It calculates a similarity/distance matrix from either an incidence data frame/matrix or a coin object.

sim(input, procedures="Jaccard", level=.95, distance=FALSE, 
    minimum=1, maximum=Inf, sort=FALSE, decreasing=FALSE, 
    weight = NULL, pairwise = FALSE)

Arguments

input

a binary data frame or a coin object, let's say an R list composed by a number of scenarios ($n) and a coincidence matrix with frequencies ($f).

procedures

a vector of statistics of similarity. See details below.

level

confidence level

distance

convert the similarity matrix into a distance matrix

minimum

minimum frequency to obtain a similarity/distance measure.

maximum

maxium frequency to obtain a similarity/distance measure.

sort

sort the list according to the values of a statistic.

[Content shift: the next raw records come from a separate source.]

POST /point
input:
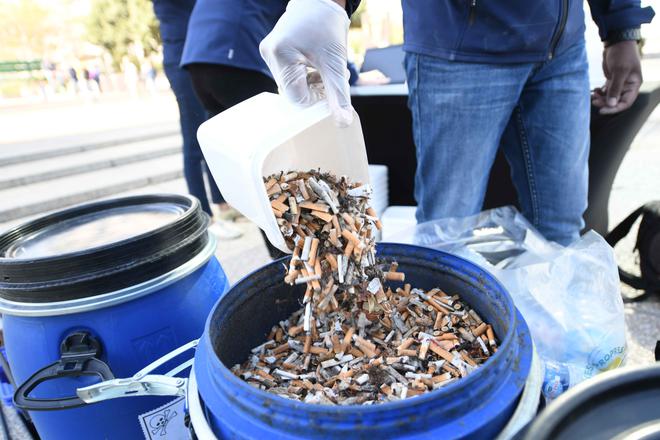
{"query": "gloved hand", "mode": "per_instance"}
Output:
(311, 33)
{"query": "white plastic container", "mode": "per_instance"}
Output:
(266, 134)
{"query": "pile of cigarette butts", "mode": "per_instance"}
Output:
(355, 340)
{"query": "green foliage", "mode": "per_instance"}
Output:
(124, 28)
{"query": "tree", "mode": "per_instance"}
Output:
(124, 28)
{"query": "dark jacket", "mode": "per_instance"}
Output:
(509, 31)
(228, 32)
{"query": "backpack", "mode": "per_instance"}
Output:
(648, 246)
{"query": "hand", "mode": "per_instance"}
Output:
(311, 34)
(623, 71)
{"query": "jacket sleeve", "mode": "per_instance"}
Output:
(351, 6)
(612, 15)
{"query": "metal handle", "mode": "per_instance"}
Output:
(142, 383)
(78, 353)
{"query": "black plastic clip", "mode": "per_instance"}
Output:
(79, 353)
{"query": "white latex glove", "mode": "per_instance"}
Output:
(311, 34)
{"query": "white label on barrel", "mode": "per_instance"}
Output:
(165, 422)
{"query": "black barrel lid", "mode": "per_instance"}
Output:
(100, 247)
(620, 404)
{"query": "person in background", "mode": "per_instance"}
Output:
(173, 16)
(222, 55)
(482, 76)
(73, 79)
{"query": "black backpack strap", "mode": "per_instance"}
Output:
(614, 236)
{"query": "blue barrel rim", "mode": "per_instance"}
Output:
(515, 320)
(109, 299)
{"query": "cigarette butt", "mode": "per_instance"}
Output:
(423, 349)
(270, 183)
(491, 336)
(467, 335)
(475, 316)
(307, 279)
(480, 330)
(350, 235)
(291, 276)
(308, 295)
(281, 198)
(436, 306)
(405, 344)
(295, 330)
(370, 212)
(281, 348)
(349, 335)
(447, 344)
(293, 206)
(306, 248)
(318, 350)
(290, 176)
(265, 375)
(395, 276)
(332, 261)
(466, 357)
(308, 344)
(302, 188)
(300, 232)
(411, 353)
(355, 352)
(315, 206)
(335, 224)
(348, 250)
(323, 216)
(274, 190)
(313, 251)
(438, 321)
(435, 348)
(376, 362)
(357, 253)
(349, 220)
(441, 377)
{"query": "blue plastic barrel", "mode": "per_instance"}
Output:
(99, 291)
(477, 406)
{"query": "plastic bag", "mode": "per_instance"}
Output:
(569, 296)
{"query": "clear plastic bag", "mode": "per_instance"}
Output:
(569, 296)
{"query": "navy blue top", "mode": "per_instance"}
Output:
(173, 16)
(509, 31)
(228, 32)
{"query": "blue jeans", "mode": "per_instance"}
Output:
(191, 115)
(537, 112)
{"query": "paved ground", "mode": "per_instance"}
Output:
(58, 155)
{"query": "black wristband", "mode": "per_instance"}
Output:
(617, 36)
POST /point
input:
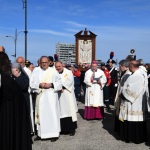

See details below

decreasing

order in a decreasing way.

weight

a vector of weights. Optimal for data.framed tables

pairwise

Pairwise mode of handling missing values if TRUE. Listwise by default.

Details

Possible measures in procedures are

  • Frequencies (f), Relative frequencies (x), Conditional frequencies (i), Coincidence degree (cc), Probable degree (cp),

  • Expected (e), Confidence interval (con)

  • Matching (m), Rogers & Tanimoto (t), Gower (g), Sneath (s), Anderberg (and),

  • Jaccard (j), Dice (d), antiDice (a), Ochiai (o), Kulczynski (k),

  • Hamann (ham), Yule (y), Pearson (p), odds ratio (od), Rusell (r),

  • Haberman (h), Z value of Haberman (z).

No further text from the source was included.